Mugler F/W 2023.24 Paris | Page 2 | the Fashion Spot

Mugler F/W 2023.24 Paris

yeah that you'll find no argument from me on - it's ugly.
 
Lily et Cie summed it up in two words and one devastating reel.



"Couture weak" indeed

While I agree that there’s some sort of laziness in this interpretation of Mugler in this lingerie fest, because Mugler was known for tailoring and body conscious dressing, comparing HC to RTW is a bit ridiculous…

That being said, there are enough great things in Mugler’s RTW to inspire the designer. I think about one collection when Mugler did denim and sneakers…much more relaxed than his sophisticated bourgeoises coquines…
 
This collection's been haunting my social media feed just as persistantly as the celebrity sightings at Schiaparelli a week before - No surprise it's coming from the same meme-obsessed GenZ kids whose only connecting point with fashion are the very foreseeable stunts we have seen the last couple of years that have propelled the popularity of brands like Balenciaga or Gucci.

Honestly I wouldn't know if Mugler in 2023 could have a different place in the fashion landscape with less a less vulgar marketing - Not at a time when the zeitgeist calls for voluptuous, uber-feminine bodies and make up trends as favored by the Kardashians, with whom Mugler himself collaborated in the last years of his life.
 
(On a second thought, the only designer that could brew up a Mugler vision I could get myself behind with would be Gareth Pugh, whose fashion spectacles had a much different flavor than what we have seen the last few years)

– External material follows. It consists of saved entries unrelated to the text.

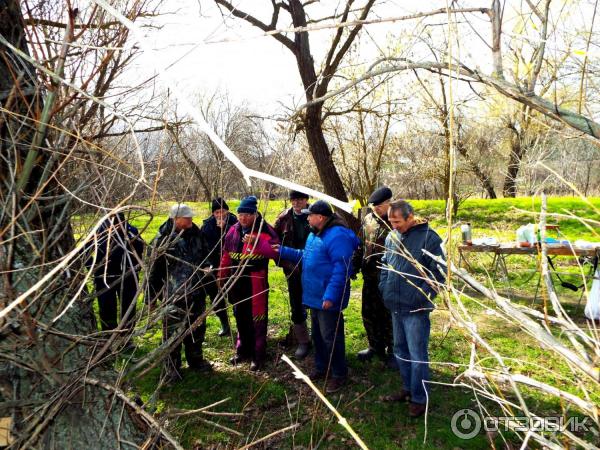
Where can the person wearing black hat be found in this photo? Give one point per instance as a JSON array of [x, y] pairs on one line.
[[118, 248], [214, 229], [293, 230], [376, 317], [247, 272], [178, 270]]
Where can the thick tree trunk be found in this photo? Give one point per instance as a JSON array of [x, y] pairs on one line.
[[44, 362]]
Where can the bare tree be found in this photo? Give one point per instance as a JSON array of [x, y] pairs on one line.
[[57, 383], [315, 82]]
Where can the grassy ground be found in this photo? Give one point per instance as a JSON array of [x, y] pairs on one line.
[[274, 399]]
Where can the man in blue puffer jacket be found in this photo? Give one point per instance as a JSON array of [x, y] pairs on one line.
[[408, 283], [326, 270]]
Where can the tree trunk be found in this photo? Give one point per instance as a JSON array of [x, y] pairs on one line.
[[45, 365], [484, 178], [514, 164]]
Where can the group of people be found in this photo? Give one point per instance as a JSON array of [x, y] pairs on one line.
[[228, 258]]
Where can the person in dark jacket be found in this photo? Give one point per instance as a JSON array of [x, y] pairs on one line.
[[408, 283], [326, 271], [376, 317], [118, 249], [176, 279], [214, 229], [293, 230], [246, 273]]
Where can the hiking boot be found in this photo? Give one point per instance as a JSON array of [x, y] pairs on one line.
[[255, 366], [237, 359], [366, 354], [416, 409], [303, 339], [334, 385], [172, 376]]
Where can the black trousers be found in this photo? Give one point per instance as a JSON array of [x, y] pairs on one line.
[[122, 288], [185, 312], [376, 317]]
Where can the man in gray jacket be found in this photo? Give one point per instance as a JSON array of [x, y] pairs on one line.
[[409, 281]]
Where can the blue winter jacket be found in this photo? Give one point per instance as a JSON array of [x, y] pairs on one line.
[[403, 287], [326, 265]]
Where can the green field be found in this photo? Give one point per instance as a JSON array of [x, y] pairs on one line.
[[273, 399]]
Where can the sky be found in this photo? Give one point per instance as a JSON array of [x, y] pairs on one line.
[[236, 58]]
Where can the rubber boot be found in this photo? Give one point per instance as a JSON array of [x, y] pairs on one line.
[[225, 330], [303, 339]]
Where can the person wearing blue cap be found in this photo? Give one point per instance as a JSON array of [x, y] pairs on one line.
[[247, 272], [214, 229], [326, 271], [293, 230]]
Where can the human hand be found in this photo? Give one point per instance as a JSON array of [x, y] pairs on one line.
[[327, 304]]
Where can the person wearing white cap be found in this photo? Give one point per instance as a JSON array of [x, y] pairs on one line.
[[176, 278]]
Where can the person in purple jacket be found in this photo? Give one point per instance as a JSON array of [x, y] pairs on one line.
[[326, 271]]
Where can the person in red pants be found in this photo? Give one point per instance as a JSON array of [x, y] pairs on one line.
[[247, 271]]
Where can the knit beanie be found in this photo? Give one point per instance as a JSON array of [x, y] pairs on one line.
[[219, 203], [248, 205]]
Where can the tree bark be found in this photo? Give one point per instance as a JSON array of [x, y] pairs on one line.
[[43, 364]]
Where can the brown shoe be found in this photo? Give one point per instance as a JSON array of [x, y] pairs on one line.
[[402, 396], [416, 409], [334, 385]]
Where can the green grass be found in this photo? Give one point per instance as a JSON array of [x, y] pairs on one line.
[[273, 399]]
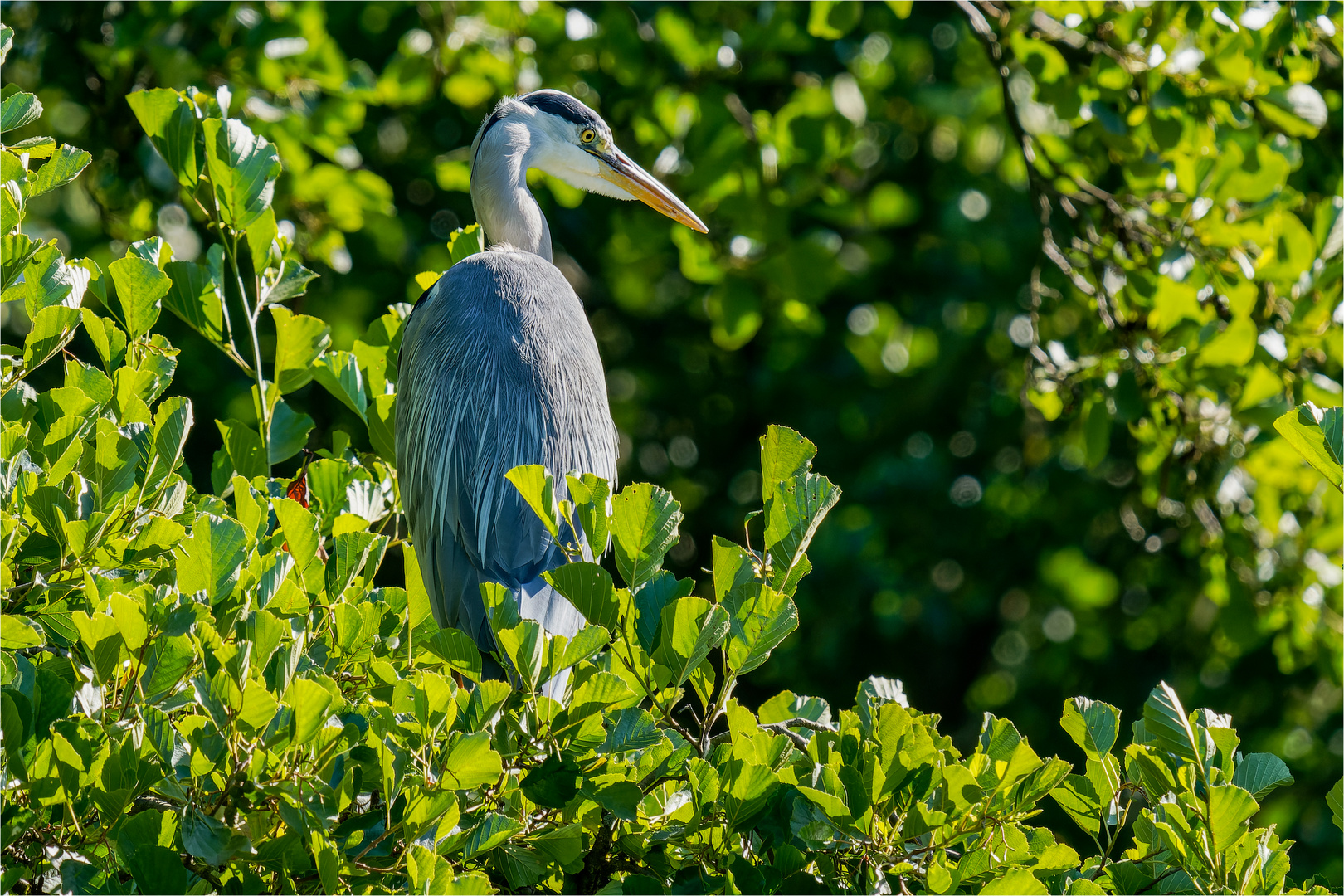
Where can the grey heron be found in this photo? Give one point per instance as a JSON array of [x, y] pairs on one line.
[[499, 368]]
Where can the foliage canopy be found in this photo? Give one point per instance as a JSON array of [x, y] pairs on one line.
[[229, 672]]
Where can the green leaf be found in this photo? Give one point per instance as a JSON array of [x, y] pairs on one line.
[[347, 557], [1018, 881], [158, 869], [311, 704], [1234, 347], [171, 125], [300, 340], [210, 559], [339, 375], [288, 281], [242, 171], [761, 620], [1093, 724], [465, 242], [17, 250], [17, 633], [621, 800], [597, 694], [590, 590], [553, 783], [1164, 719], [244, 448], [17, 110], [1079, 798], [208, 839], [102, 642], [261, 236], [173, 422], [590, 494], [1229, 806], [644, 527], [116, 458], [457, 650], [167, 664], [470, 763], [108, 340], [650, 601], [733, 567], [494, 830], [561, 845], [524, 645], [140, 288], [197, 296], [533, 483], [290, 431], [382, 426], [796, 500], [129, 621], [35, 147], [631, 728], [1301, 427], [1259, 772], [1332, 426], [691, 629], [49, 280], [52, 328], [58, 171]]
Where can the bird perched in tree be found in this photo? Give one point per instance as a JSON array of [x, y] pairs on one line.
[[499, 368]]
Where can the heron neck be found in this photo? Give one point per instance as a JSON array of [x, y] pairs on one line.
[[504, 206]]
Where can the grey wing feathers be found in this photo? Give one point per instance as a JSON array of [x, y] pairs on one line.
[[498, 368]]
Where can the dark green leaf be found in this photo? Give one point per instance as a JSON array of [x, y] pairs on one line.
[[300, 340], [1092, 724], [1164, 719], [197, 297], [590, 590], [171, 125], [58, 171], [553, 783], [1259, 772], [644, 527], [631, 728], [140, 288], [19, 109]]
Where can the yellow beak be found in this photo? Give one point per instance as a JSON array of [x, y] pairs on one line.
[[617, 168]]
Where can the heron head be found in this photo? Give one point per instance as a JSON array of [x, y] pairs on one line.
[[570, 141]]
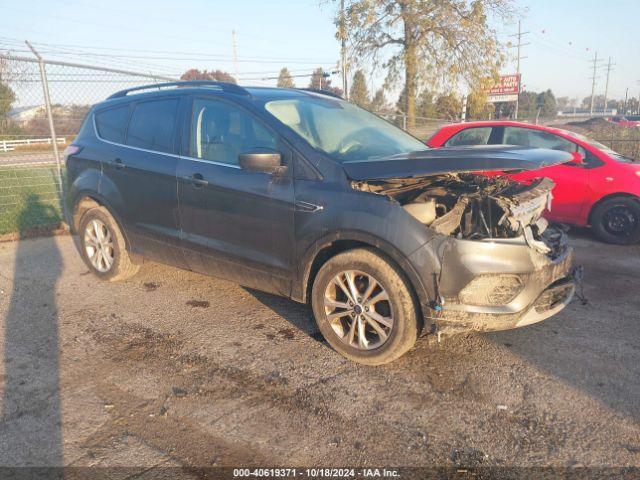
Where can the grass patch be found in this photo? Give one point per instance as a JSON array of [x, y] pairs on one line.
[[29, 199]]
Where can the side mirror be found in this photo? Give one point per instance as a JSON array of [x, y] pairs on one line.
[[261, 160], [578, 158]]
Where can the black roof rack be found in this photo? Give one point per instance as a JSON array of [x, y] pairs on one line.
[[322, 92], [224, 86]]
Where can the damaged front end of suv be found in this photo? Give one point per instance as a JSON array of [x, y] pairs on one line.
[[499, 264]]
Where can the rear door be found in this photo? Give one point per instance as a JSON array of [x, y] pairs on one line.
[[471, 136], [235, 224], [571, 179], [140, 174]]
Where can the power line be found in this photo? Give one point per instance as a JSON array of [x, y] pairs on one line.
[[519, 46], [606, 88], [593, 81]]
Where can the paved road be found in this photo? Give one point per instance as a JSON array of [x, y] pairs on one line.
[[176, 369]]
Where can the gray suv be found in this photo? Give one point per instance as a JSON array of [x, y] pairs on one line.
[[304, 195]]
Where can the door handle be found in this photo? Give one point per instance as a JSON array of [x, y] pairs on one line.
[[118, 164], [301, 206], [197, 180]]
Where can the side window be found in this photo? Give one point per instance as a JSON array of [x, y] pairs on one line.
[[112, 123], [536, 138], [152, 125], [590, 160], [470, 136], [220, 132]]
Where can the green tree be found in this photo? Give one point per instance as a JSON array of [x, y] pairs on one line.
[[320, 81], [217, 75], [527, 105], [359, 94], [425, 105], [546, 103], [426, 43], [563, 103], [379, 101], [285, 80]]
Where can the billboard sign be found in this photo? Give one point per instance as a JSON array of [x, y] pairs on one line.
[[506, 90]]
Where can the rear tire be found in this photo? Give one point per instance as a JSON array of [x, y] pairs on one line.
[[617, 220], [364, 307], [103, 247]]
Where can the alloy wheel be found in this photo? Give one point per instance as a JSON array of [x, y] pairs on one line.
[[98, 245], [620, 221], [358, 309]]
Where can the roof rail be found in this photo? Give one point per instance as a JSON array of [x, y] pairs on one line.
[[224, 86], [322, 92]]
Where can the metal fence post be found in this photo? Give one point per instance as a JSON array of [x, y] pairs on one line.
[[52, 129]]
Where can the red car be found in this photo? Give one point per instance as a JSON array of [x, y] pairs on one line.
[[628, 121], [599, 188]]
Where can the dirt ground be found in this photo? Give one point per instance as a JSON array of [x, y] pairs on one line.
[[174, 369]]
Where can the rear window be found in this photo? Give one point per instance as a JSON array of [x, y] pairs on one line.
[[112, 123], [528, 137], [152, 125], [470, 136]]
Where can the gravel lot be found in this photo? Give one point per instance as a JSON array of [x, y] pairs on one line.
[[176, 369]]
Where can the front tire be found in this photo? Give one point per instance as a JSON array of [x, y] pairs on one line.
[[617, 220], [364, 307], [102, 246]]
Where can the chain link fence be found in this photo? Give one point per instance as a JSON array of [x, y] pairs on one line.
[[42, 105]]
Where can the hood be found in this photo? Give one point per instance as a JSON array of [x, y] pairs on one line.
[[440, 161]]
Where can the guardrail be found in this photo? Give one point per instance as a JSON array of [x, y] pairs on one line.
[[10, 145]]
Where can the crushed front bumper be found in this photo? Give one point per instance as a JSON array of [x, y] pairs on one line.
[[501, 284]]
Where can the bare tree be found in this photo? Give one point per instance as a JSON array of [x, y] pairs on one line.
[[436, 43]]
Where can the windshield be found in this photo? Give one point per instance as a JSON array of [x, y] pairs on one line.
[[342, 130], [612, 153]]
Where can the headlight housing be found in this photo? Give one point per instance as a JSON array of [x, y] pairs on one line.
[[491, 290]]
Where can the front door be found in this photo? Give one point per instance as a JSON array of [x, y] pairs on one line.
[[235, 224], [140, 170]]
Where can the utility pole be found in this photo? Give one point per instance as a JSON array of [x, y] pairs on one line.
[[626, 99], [235, 55], [593, 82], [519, 46], [343, 49], [606, 88]]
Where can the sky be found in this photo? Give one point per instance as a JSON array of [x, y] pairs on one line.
[[168, 37]]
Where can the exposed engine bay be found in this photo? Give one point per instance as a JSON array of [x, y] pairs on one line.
[[476, 207]]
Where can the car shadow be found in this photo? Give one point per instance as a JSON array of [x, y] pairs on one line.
[[298, 314], [31, 431], [592, 347]]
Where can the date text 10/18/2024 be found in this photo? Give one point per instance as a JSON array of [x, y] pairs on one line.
[[316, 472]]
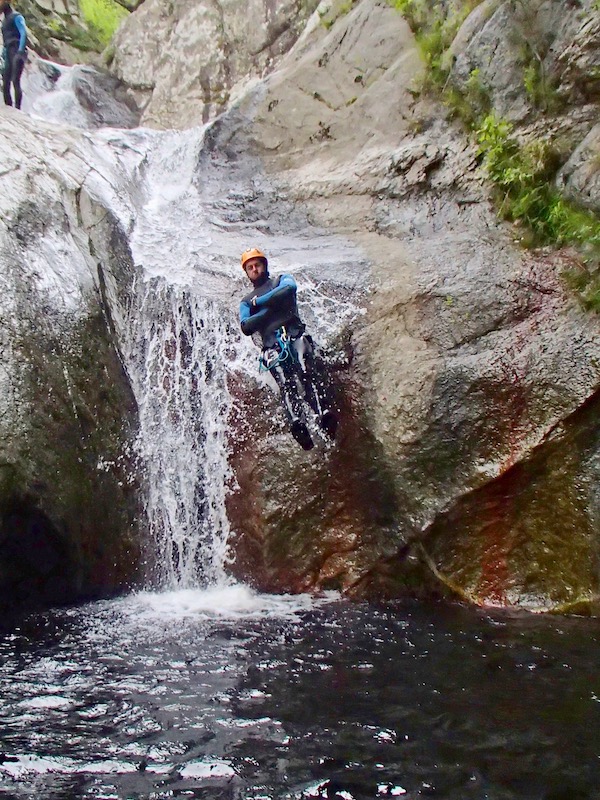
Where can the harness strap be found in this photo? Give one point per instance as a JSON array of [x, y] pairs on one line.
[[273, 356]]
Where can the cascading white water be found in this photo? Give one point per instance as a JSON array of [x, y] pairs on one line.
[[180, 338], [175, 359]]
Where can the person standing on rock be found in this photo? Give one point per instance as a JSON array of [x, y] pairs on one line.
[[288, 353], [14, 37]]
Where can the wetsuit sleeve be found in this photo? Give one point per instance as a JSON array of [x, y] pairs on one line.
[[284, 291], [20, 23], [249, 322]]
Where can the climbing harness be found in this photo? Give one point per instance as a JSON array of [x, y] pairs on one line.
[[282, 351]]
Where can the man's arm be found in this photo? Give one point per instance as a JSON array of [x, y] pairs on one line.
[[251, 322], [286, 289], [20, 23]]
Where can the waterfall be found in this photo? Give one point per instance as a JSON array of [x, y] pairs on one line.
[[176, 363], [179, 334], [177, 346]]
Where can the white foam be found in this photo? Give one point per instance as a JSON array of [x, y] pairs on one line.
[[231, 602]]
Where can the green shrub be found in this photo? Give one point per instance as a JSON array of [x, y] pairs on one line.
[[103, 17], [523, 177]]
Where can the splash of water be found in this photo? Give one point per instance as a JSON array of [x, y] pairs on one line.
[[176, 363]]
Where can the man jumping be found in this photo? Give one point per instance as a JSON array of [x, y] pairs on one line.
[[288, 353]]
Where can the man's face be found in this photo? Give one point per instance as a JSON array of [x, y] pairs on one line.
[[255, 269]]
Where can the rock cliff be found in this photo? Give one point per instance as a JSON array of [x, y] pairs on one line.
[[467, 458], [68, 500]]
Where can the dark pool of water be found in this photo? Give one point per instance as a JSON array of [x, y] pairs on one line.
[[142, 698]]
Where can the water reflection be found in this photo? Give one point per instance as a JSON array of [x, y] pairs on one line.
[[235, 695]]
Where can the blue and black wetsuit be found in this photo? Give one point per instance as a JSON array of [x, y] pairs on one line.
[[14, 38], [270, 310], [269, 306]]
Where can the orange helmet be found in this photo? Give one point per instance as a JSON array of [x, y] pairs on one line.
[[254, 252]]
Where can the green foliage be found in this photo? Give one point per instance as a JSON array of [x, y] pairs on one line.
[[330, 16], [435, 28], [102, 17]]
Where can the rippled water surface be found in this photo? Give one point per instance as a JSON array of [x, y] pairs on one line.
[[226, 694]]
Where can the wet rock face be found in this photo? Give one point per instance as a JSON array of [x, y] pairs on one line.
[[68, 506], [469, 367], [538, 65], [182, 61]]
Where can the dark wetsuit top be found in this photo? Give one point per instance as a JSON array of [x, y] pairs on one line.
[[275, 306], [14, 33]]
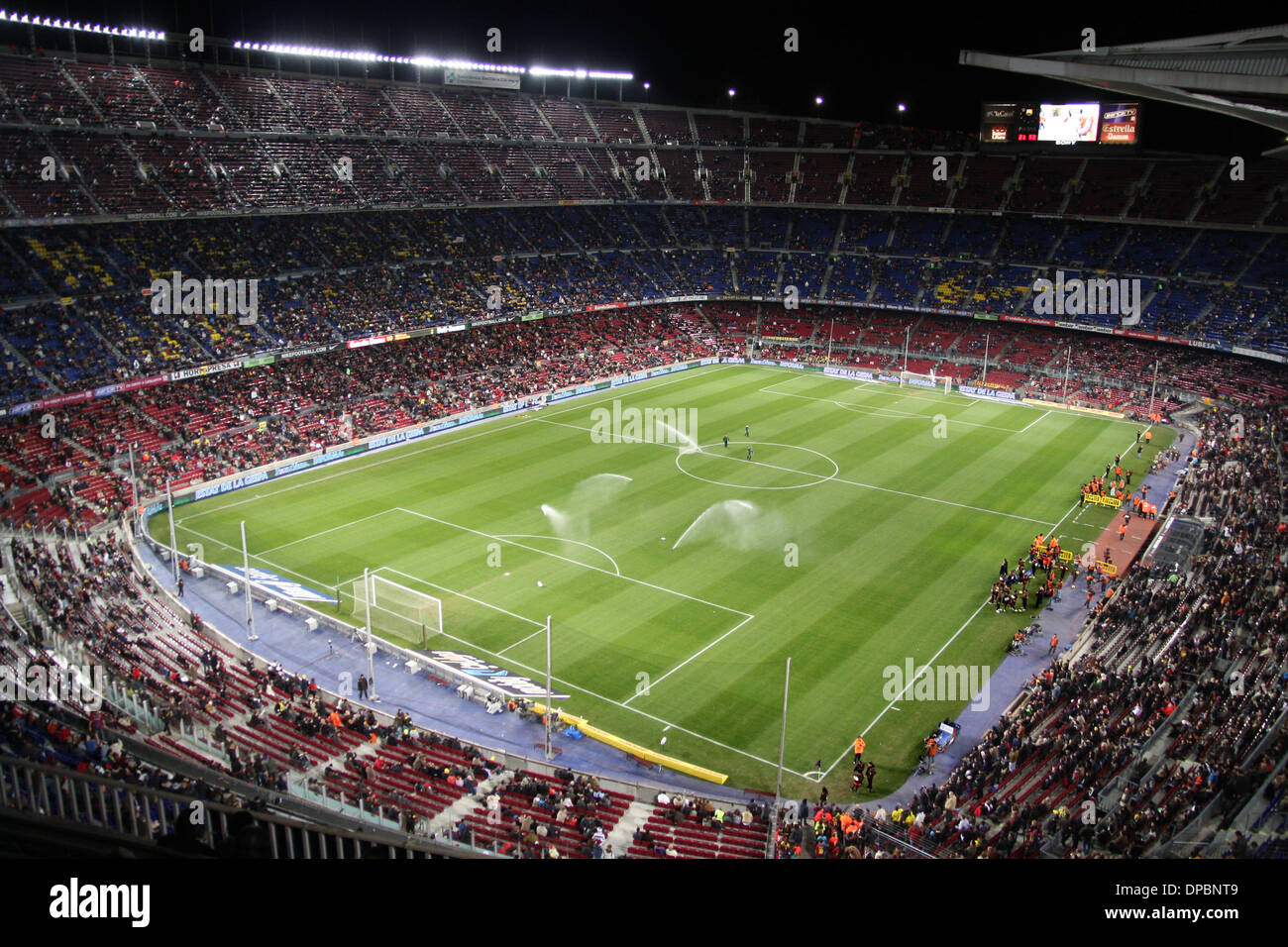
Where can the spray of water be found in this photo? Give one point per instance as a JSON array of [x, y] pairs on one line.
[[677, 436], [734, 523], [588, 497]]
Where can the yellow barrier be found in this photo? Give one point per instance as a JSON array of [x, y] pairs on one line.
[[636, 750], [1038, 402]]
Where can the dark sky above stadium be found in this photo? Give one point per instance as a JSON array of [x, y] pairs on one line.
[[862, 58]]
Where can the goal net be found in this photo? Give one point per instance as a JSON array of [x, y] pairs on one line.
[[397, 609], [917, 380]]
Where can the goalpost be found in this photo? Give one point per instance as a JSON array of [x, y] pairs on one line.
[[918, 380], [397, 609]]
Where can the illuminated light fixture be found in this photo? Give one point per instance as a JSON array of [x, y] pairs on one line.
[[426, 60], [129, 33]]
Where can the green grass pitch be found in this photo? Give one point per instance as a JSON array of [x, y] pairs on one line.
[[864, 531]]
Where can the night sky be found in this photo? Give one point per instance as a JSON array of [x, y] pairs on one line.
[[862, 63]]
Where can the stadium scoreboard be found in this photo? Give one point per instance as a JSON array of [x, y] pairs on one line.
[[1047, 124]]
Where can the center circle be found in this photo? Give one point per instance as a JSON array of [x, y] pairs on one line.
[[814, 482]]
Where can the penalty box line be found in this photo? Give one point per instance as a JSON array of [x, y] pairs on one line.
[[919, 394], [437, 442], [539, 672], [896, 414]]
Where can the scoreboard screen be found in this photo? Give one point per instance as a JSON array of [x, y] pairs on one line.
[[1046, 124]]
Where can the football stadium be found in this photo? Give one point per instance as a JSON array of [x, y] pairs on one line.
[[456, 454]]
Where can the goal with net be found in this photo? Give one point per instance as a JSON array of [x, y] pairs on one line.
[[918, 380], [397, 609]]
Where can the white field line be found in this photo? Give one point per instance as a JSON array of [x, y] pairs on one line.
[[1029, 424], [880, 388], [894, 414], [437, 442], [819, 476], [691, 657], [595, 569], [522, 641], [539, 672], [559, 539], [864, 731], [321, 532], [877, 718], [459, 594]]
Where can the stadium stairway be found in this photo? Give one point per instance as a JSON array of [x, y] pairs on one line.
[[433, 706], [462, 808], [623, 832]]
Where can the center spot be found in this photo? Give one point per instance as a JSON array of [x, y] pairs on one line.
[[772, 466]]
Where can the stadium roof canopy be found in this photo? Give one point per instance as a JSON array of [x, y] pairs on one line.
[[1240, 73]]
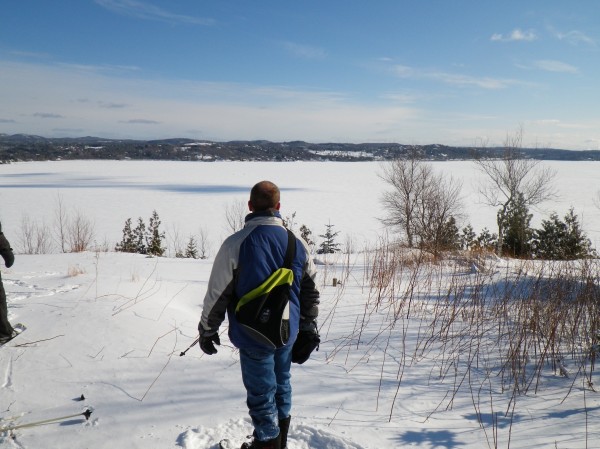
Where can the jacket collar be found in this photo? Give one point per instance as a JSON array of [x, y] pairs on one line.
[[271, 213]]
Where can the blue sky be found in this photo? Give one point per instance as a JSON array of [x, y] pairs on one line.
[[416, 72]]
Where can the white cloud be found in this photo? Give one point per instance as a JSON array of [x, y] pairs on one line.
[[515, 36], [555, 66], [576, 37], [143, 10]]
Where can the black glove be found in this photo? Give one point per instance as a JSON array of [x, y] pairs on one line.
[[307, 341], [207, 340]]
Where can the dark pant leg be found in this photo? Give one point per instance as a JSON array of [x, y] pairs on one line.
[[5, 327]]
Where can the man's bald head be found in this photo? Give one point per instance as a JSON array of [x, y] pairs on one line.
[[264, 196]]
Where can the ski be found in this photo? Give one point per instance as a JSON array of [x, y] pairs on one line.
[[225, 444], [8, 428], [18, 330]]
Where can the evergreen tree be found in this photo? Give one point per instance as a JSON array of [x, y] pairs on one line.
[[562, 240], [468, 238], [329, 245], [487, 240], [306, 234], [127, 244], [154, 237], [515, 220], [139, 237], [191, 251]]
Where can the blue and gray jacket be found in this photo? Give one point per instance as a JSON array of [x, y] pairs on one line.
[[243, 262]]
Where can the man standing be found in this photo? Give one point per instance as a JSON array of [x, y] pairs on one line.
[[6, 330], [243, 262]]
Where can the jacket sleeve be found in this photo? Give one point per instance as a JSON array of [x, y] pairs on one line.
[[220, 291], [6, 251], [309, 295]]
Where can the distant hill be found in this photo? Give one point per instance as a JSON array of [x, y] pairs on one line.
[[24, 147]]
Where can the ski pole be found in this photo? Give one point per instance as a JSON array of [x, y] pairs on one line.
[[190, 346], [87, 413]]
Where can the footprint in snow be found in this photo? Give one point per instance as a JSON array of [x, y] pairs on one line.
[[301, 436]]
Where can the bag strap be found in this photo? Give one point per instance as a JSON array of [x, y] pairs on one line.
[[290, 253]]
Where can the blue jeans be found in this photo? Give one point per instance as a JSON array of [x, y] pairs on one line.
[[266, 376]]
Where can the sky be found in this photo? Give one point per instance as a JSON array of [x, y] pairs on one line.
[[413, 72]]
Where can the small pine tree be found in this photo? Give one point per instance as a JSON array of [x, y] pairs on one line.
[[562, 240], [468, 238], [127, 244], [139, 237], [329, 245], [487, 240], [516, 225], [154, 237], [191, 251], [306, 234]]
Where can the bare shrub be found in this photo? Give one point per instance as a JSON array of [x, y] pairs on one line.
[[80, 233], [235, 215], [35, 238], [421, 204]]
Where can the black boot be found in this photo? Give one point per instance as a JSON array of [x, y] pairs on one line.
[[275, 443], [284, 426]]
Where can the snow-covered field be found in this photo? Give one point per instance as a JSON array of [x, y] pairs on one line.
[[111, 326]]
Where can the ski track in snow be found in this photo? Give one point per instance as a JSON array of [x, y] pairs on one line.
[[301, 436]]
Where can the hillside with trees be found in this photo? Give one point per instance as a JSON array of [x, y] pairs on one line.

yeah, his early aesthetic leaned somewhere between Rick Owens and Mugler but with a more London influence (very Leigh Bowery, as many of the early reviews said). I could see that working with the stage/performance/showiness-oriented aspects of Mugler as a brand.
 
(On a second thought, the only designer that could brew up a Mugler vision I could get myself behind with would be Gareth Pugh, whose fashion spectacles had a much different flavor than what we have seen the last few years)
You made me have a look back over his work again, and watch some pretty great runways, and honestly it would work really well with Pugh at Mugler. By Spring 2013, when he broke away from the strong Owens-esque influence, he managed to pull off some gorgeous and dramatic looks without doing too much. Pieces that really were able to stand out on their own and never got too fussy or complicated.

Will always have a soft spot for Spring 2014 and Spring 2016. He also knew his way around fur/faux fur and any other hair like fabrications as well.
 
^ yeah I could see it working because Gareth's stuff was great at silhouettes (a strong point of Mugler as a brand), add his ability to do texture and it could have really worked.
 
designers like mugler and montana were very of their time. it's better to leave them in the 80s and 90s. their work was rooted in a very specific historical context, which i don't really think works for today.
 
Just a mess, Casey really has no vision for the brand other than a celebrity casting & bodysuits. Formichetti's tiny tenure at the brand was far better than this ! dare I say even David Koma :sick:
 
designers like mugler and montana were very of their time. it's better to leave them in the 80s and 90s. their work was rooted in a very specific historical context, which i don't really think works for today.

I guess they looked at the 00s Hervé Léger bandage dress revival and thought they'd have something similar here? It's not that I can't see it working here, but that the execution is so sloppy.
 



And the video is here. I really dislike how it is in vertical format. Not sure if it has to do with the way it was filmed at the show but I assume it is to cater to the tik tok / IG crowds on their phones anyways, which may be the case based on the frantic hyper editing of the video...
 
Laquan Smith with bigger budget and skilled atelier.
 
This THRILLS me to no end! Vampy, pourquoi pas? What I love about Cadwallader’s Mugler is that it feels current and looks like it was designed today, for today.

Hyper-sexualised but not exploitative, to me, at least. Fierce, fantastic and fun. Technically accomplished too — those clothes are not easy to construct and if you think
not I dare you to try! This one’s a scissor sister.

His dynamic, engaging multi-media presentations push the needle forward. Did you see what Madame Dominique did there? Épique!

And he has the best music. Periodt. I’ve been blasting 070 Shake’s Cocoon on repeat, swinging my hips and channelling my inner Shalom. Y-asssssss, hunty, daw-ling.
 
Paloma trying to vamp it up gave me the biggest laugh I had this month. Another disaster courtesy of this no-taste hack, the only look that doesn’t make my skin crawl would be Adut’s.